El Estragón, Plaza de La Paja 10 tel 913 658 982; Métro: La Latina. Good vegetarian tapas, leek pie and chocolate cake. Economical menú del día at €7.20 (dinner menú is over double the price) and a fine setting on the edge of this ancient plaza. Inexpensive to moderate.
La Granja, c/San Andrés 11 tel 915 328 793; Métro: Bilbao/Tribunal. Good-value set menu that changes every day, offering a choice of soup, salad, a main dish of vegetables, rice and fruits topped with sauce, dessert and drinks. Open Mon-Wed 1.30-4.30pm & 9pm-midnight, Thurs-Sun 1.30-4.30pm. Inexpensive.
Vegetariano, c/Marqués de Santa Ana 34 tel 915 320 927; Métro: Tribunal. Excellent salads and Mediterranean vegetables. No smoking. Closed Sun night & Mon. Inexpensive.
Madrid has a number of cafés that are institutions. They serve food but are much more places to drink coffee, have a copa or caña, or read the papers. They're also a meeting place for the semi-formal tertulia - a kind of discussion/drinking group, popular among Madrid intellectuals of the past and revived in the 1980s. Many cafés also have summer - or all-year - terrazas (outside terraces), though be aware that sitting outside puts up the prices. Other cafés and pastelerias are simpler affairs, good places to grab a breakfast croissant or a teatime snack. Good choices include:
Café los Austrias, Plaza de Ramales Métro: Opera. Relaxing café with marble table-tops and dark-wood interior; a good stop after a visit to the Palacio Real.
Café Barbieri, c/Ave María 45 Métro: Lavapiés. Well-known café with a vaguely intellectual reputation. It's a relaxed place with unobtrusive music, lots of wooden tables, old-style decor, newspapers, and a wide selection of coffees.
Café El Botánico, c/Espalter/Plaza Murillo Métro: Atocha. A quiet place to sit with a drink, opposite the south entrance of the Prado.
Café Central, Plaza del Ángel 10 Métro: Sol. A jazz club by night but a regular café by day, again with newspapers supplied.
Café Comercial, Glorieta de Bilbao Métro: Bilbao. One of the city's most popular meeting points - a lovely traditional café, well poised for the Chueca/Santa Bárbara area.

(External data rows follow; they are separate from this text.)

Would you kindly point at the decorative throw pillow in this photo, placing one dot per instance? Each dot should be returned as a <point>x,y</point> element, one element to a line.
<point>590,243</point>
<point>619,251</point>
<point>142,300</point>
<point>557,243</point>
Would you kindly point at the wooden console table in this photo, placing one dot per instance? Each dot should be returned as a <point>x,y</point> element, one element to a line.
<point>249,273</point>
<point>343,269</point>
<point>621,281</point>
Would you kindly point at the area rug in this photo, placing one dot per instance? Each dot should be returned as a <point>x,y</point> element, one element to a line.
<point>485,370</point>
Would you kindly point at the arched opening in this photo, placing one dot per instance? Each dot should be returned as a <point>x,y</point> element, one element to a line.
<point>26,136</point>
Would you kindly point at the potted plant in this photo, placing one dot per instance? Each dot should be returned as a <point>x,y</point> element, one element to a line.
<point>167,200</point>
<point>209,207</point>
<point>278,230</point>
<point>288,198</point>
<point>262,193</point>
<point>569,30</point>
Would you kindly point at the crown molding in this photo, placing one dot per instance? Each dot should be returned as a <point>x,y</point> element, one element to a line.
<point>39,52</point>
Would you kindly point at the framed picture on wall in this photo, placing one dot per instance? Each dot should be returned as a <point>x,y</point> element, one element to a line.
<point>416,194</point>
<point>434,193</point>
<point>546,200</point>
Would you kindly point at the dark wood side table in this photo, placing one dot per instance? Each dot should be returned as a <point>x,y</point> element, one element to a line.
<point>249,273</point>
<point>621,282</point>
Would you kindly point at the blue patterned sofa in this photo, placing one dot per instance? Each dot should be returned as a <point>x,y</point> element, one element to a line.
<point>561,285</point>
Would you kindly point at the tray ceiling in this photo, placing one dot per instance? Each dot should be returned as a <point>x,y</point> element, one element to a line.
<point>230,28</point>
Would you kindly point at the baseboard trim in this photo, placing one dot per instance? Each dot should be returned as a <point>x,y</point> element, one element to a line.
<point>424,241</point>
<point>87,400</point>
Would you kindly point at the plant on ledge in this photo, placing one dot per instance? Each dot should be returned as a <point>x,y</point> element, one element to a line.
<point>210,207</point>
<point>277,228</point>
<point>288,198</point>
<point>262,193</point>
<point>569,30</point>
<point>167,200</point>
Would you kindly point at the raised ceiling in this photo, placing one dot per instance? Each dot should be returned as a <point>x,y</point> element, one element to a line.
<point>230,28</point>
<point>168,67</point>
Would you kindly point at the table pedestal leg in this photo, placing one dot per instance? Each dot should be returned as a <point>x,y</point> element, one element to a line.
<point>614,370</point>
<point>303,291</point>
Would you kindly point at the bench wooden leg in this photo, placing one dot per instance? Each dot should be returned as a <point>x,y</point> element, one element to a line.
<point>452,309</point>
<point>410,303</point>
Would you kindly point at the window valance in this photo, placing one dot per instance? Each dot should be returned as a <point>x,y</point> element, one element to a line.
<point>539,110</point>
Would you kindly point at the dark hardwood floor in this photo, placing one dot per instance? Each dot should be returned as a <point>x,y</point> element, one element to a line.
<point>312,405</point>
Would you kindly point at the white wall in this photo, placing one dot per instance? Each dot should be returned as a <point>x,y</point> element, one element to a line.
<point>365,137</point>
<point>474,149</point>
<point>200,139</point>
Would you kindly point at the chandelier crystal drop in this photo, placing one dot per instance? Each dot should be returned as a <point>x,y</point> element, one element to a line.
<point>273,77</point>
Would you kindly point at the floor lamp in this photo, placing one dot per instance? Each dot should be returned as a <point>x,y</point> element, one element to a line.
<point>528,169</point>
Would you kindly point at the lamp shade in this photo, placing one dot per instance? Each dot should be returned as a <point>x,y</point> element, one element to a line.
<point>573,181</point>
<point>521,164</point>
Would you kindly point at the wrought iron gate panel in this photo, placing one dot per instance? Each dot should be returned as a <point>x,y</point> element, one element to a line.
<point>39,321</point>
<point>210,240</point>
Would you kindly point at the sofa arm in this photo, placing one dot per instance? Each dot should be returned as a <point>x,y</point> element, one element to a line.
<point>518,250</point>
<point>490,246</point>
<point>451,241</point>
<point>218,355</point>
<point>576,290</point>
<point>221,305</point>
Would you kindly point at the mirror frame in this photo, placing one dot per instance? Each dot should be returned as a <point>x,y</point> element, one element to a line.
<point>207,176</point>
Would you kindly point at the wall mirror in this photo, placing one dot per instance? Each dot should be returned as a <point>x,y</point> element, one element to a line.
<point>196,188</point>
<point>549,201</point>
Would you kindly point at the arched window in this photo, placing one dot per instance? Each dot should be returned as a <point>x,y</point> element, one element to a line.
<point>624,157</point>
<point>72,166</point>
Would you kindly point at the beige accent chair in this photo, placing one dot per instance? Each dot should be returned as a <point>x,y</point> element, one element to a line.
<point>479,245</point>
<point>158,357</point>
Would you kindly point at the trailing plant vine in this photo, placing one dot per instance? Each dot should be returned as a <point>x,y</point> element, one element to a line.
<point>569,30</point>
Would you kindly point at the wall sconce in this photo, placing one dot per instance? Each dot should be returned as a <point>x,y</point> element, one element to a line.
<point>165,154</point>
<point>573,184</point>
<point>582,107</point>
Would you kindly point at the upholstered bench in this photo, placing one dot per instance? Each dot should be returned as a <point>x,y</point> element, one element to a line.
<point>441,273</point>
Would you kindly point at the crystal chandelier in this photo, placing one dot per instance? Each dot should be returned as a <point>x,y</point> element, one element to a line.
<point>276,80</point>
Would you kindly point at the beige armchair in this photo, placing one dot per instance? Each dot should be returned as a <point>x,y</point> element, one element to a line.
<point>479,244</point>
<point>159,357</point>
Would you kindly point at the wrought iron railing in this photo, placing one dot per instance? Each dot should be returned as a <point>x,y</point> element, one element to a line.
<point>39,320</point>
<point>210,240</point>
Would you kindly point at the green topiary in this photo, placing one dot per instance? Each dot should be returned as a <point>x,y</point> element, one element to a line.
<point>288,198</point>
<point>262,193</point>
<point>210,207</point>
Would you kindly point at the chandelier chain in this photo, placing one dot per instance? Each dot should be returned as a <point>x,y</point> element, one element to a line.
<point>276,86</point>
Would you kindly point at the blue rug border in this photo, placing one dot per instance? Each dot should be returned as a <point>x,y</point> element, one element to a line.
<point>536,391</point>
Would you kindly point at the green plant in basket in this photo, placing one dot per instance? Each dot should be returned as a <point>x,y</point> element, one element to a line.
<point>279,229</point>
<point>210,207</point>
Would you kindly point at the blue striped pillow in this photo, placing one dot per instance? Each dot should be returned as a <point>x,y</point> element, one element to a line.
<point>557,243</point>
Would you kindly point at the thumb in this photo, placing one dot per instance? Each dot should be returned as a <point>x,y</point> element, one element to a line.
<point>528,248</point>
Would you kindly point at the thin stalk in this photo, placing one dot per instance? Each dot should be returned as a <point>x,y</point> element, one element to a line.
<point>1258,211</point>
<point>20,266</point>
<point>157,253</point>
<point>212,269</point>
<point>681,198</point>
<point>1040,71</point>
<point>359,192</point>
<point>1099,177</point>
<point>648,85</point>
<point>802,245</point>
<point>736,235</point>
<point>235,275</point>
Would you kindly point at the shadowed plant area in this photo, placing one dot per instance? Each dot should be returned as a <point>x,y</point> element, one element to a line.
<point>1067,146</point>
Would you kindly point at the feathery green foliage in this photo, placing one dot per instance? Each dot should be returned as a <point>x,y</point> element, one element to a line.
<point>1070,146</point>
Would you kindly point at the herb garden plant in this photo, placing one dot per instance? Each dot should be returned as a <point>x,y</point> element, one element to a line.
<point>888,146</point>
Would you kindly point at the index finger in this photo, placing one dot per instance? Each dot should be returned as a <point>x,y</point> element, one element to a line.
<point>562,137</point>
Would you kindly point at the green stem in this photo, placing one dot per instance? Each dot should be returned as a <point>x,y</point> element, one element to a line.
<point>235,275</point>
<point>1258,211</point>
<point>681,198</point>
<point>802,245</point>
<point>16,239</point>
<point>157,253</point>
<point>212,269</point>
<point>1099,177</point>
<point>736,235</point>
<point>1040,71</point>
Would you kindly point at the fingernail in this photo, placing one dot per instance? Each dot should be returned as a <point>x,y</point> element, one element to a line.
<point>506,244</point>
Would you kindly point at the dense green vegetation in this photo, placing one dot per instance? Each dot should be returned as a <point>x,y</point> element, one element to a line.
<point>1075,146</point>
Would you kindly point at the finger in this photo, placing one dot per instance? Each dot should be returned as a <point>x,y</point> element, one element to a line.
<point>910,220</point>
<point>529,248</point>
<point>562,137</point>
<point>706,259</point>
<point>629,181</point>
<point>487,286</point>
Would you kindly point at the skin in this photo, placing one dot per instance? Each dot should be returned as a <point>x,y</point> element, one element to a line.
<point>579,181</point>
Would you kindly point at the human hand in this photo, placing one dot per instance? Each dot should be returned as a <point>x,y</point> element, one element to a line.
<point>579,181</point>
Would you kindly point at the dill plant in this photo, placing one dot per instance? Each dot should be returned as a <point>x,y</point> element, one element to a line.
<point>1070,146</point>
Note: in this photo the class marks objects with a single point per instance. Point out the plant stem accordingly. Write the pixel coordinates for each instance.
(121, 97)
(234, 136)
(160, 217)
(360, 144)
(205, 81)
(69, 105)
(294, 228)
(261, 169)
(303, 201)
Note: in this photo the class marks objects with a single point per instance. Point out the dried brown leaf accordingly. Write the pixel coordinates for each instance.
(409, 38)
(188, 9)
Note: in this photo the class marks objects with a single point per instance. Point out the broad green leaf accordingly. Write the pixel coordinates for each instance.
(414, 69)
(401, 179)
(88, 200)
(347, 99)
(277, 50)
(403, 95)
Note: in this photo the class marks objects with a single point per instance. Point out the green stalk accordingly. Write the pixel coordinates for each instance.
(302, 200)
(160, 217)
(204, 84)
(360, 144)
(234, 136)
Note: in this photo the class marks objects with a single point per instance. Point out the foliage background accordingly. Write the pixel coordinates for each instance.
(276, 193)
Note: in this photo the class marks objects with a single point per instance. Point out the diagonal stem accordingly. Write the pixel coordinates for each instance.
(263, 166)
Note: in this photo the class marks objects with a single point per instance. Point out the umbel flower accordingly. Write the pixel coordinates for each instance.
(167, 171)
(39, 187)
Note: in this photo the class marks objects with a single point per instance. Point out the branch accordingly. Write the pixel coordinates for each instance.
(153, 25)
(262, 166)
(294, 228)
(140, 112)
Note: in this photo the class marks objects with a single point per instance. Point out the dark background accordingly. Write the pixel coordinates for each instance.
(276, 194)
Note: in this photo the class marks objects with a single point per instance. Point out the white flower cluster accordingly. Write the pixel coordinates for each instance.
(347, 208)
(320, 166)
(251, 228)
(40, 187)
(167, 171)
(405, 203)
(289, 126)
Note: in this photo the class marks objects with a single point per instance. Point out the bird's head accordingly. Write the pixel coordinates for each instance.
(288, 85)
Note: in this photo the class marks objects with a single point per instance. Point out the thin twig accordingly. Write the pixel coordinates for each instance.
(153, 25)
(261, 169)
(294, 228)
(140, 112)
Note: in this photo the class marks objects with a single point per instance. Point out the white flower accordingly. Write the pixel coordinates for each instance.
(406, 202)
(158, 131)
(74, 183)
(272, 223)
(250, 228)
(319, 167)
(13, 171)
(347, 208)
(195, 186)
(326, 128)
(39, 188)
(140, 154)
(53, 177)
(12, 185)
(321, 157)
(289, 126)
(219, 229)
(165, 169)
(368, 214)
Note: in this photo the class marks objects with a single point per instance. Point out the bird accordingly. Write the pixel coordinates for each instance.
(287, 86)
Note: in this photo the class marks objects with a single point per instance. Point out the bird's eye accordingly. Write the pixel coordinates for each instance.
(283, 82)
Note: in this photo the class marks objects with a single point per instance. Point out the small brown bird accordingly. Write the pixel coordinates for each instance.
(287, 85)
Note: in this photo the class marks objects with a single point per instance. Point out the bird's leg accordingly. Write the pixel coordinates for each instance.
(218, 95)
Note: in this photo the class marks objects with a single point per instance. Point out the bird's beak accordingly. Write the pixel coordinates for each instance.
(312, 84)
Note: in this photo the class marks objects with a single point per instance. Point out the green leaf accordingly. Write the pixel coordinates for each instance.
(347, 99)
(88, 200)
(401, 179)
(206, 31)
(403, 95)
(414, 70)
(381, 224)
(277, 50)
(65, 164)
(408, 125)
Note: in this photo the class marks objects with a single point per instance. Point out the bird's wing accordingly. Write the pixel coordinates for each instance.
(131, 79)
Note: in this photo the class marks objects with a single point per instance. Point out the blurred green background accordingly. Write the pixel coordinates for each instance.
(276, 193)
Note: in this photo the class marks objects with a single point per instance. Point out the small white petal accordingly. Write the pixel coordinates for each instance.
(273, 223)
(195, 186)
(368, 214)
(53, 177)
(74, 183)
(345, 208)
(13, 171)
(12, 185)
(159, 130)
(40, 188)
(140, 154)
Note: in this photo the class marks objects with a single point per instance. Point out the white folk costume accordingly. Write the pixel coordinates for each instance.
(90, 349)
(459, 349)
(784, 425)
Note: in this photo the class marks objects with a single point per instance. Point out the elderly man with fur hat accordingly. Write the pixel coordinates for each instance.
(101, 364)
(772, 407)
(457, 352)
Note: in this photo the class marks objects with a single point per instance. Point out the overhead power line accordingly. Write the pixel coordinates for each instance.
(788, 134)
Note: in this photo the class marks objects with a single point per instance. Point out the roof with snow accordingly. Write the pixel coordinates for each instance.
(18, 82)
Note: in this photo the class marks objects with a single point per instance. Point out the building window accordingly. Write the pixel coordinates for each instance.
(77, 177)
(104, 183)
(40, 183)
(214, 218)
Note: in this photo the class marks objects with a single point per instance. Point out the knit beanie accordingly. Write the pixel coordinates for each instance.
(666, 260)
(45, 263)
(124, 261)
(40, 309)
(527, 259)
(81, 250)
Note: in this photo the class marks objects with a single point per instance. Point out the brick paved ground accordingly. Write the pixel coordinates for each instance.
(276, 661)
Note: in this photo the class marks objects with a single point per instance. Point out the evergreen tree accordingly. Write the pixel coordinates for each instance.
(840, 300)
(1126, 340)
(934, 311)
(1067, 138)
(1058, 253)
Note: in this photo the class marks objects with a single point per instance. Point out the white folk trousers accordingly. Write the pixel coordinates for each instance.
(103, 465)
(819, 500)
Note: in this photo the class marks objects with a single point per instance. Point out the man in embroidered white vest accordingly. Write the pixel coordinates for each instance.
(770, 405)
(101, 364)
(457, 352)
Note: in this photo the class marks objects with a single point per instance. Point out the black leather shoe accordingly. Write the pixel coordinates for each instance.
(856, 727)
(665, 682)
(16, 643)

Café del Espejo, Paseo de Recoletos 31 Métro: Colón. Opened in 1991 but you wouldn't guess it - mirrors, gilt, and a wonderful glass pavilion, plus a leafy outside terraza.
Café Gijón, Paseo de Recoletos 21 Métro: Banco de España. Famous literary café - and a centre of the intellectual/arty movida in the 1980s - decked out in Cuban mahogany and mirrors. Has a summer terraza.
Café Manuela Malasaña, c/San Vicente Ferrer 29 Métro: Tribunal. Wonderful mirrors and fittings and a very civilized atmosphere, with live piano music and tertulias , in different languages, most nights.
Café de Oriente, Plaza de Oriente 2 Métro: Ópera. Elegant, traditional-style café founded a decade or so ago by a priest, as part of a charity rehab programme for ex-convicts. Has a popular terraza.
Círculo de Bellas Artes, c/Alcalá 42 Métro: Banco de España. Day membership to the Círculo is €0.60, which gives you access to exhibitions, and to a most luxurious bar, where you can loll on sofas and have drinks at normal prices. Outside, in summer, there's a comfortable terraza.
Croissantería, c/Corredera Alta de San Pablo - just off Plaza San Ildefonso Métro: Tribunal. Some of the best stuffed croissants in the city, plus ice cream and coffee.
La Mallorquina, Puerta del Sol 2 Métro: Sol. Good for breakfast or snacks - try one of their napolitanas (cream slices) in the sunny upstairs salon.
Yenes, c/Mayor 1 Métro: Sol. Wedge yourself on to a bar stool and enjoy a fine array of cakes and croissants; less bustling than La Mallorquina opposite.